Probiotics have also been found to:
- Reduce inflammation in the body
- Aid in the digestion and absorption of certain carbohydrates (for e.g. lactose)
- Produce vitamins such as vitamin K and B vitamins
- Promote mineral absorption
- Crowd out the bad bacteria
- Keep allergies under control
Avoid regular use of alcohol or tobacco as these items can irritate the lining of your stomach and colon. Also, please don’t eat processed foods – these foods are devoid of nutrients and often contain preservatives and chemicals which irritate the digestive tract.
Try to eat organic fruits and vegetables as much as possible.
Try to find out if you have food allergies. Visit your naturopathic doctor, holistic nutritionist, homeopath or allergist to determine possible allergenic culprits in your diet. Common allergens are: shrimp, lobster, crab, strawberries, chocolate, shellfish, peanuts, tree nuts, fish, gluten, dairy and eggs. Food allergies can inflame the digestive tract and stress the immune system.
Chew your food well. Chewing stimulates important enzymes which help you to break down and digest your food.
Include extra fibre in your diet. But be aware that some types of fibre are too ‘rough’ and do not agree with everyone (for example, bran). Examples of fibres which are more easily digested are: chia seeds, ground flax seeds, oat bran or psyllium.

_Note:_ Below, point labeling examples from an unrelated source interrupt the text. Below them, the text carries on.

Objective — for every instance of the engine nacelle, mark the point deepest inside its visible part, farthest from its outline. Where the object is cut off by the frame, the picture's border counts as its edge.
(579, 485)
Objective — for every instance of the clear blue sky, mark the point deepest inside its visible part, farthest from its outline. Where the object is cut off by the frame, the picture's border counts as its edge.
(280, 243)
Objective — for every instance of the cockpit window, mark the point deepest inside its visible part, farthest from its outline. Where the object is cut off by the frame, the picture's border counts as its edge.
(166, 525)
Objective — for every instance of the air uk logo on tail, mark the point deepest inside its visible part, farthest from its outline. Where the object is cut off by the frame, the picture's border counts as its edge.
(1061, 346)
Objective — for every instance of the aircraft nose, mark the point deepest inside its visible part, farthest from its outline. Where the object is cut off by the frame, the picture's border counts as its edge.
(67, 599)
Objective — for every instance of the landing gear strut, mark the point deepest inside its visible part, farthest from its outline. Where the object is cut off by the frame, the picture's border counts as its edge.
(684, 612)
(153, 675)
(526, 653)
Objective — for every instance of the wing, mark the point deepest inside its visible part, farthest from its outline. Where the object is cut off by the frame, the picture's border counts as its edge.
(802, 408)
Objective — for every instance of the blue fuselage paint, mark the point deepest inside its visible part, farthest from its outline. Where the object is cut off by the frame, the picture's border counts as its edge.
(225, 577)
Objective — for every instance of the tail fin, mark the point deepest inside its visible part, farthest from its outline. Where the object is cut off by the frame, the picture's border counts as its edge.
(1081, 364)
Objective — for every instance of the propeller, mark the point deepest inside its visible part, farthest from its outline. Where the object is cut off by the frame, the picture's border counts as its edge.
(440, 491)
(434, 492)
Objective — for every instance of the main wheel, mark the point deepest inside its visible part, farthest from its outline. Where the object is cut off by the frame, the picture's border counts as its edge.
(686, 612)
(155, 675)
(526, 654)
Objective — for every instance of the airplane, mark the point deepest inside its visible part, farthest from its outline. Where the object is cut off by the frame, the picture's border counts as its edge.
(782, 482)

Get regular exercise and drink lots of water – moving your body and staying well hydrated will keep things moving along nicely in your digestive tract. Our bodies were designed to move, not to sit.
Examine the sources of stress in your life and work to reduce this stress and your reactions to it. Research and testing has found that people who practice stress management (such as breathing exercises, meditation) have significant improvements in their digestive functioning.
Add herbs into your diet. Herbs that can be helpful to the digestive tract include: Ginger, Goldenseal, Chamomile, Artichoke, Calendula, Catnip, Milk Thistle, Fennel, Fenugreek, Gentian and Peppermint.
Be cautious about certain medications – a number of pharmaceutical drugs can damage or aggravate your gut. These include: antibiotics, anti-inflammatories and steroids.
If you listen to your gut carefully it can tell you a lot about your overall health. And, if you find that implementing the strategies suggested above don’t improve the health and happiness of your digestive tract then it would be wise to consult with a medical doctor to rule out some other underlying health problem.